- Born: Eric Oduro Osae
- Education: University of London, University of Professional Studies
- Occupations: Lawyer, Fellow of the Institute of Chartered Accountant, Ghana

= Eric Oduro Osae =

Ghanaian local governance expert

Eric Oduro Osae is the second Ghanaian and the fourth African to serve on the Independent Audit Advisory Committee of the UN General Assembly, a Ghanaian local governance official, lawyer and chartered accountant who until 17 April 2025 serves as the director general of the internal audit agency of the Republic of Ghana. He is the technical director to the Ministry of local Governance and Rural Development. Osae is the dean of graduate studies at the Institute of Local Governance and a radio and television analyst on local governance issues.

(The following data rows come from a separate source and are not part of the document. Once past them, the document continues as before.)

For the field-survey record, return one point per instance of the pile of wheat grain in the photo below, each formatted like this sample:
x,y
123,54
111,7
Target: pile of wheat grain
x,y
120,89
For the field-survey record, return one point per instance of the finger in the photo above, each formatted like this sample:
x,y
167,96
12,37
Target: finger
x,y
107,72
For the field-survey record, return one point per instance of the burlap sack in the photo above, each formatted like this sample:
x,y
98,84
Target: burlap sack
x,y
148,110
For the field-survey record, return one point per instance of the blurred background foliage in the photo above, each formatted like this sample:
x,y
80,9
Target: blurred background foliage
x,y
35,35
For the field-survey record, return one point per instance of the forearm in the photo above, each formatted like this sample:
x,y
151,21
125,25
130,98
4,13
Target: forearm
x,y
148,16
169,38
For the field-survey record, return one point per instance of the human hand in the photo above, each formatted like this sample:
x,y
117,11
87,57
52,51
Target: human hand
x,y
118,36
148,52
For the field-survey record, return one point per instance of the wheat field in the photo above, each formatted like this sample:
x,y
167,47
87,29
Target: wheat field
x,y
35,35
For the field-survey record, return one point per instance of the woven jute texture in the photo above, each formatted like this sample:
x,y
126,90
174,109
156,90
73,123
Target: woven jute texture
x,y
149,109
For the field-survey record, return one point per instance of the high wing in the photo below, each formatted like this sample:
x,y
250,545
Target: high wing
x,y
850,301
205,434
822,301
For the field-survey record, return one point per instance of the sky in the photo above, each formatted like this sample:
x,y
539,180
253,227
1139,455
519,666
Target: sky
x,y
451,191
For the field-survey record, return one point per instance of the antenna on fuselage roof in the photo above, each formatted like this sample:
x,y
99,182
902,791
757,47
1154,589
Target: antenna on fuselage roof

== Early life and education ==
Osae had his senior high school education at the Presbyterian Boys Secondary school, Legon, Accra. He continued at the University of Professional Studies, Accra to read accounting, also attended Institute of Chartered Ghana to become a chartered accountant. Osae continued his education at the University of Cape Coast where he was awarded Bachelor of Commerce Degree and in 2007 graduated as the best Tax Lawyer at the Ghana School of law. He later went to the University of London and was awarded a Ph.D. in Political Economy.

== Career ==
Osae practiced previously from the Chamber of Koi Larbi & Co. and has served as the head of finance and accounts at the Institute of Local Government Studies between 2000 and 2010. He is the Technical Advisor for the Ministry of Local Government and Rural Development. Osae is currently the Director General of the Internal Audit agency. He is also an academic who is the Dean of graduate studies at the Institute of Local Governance.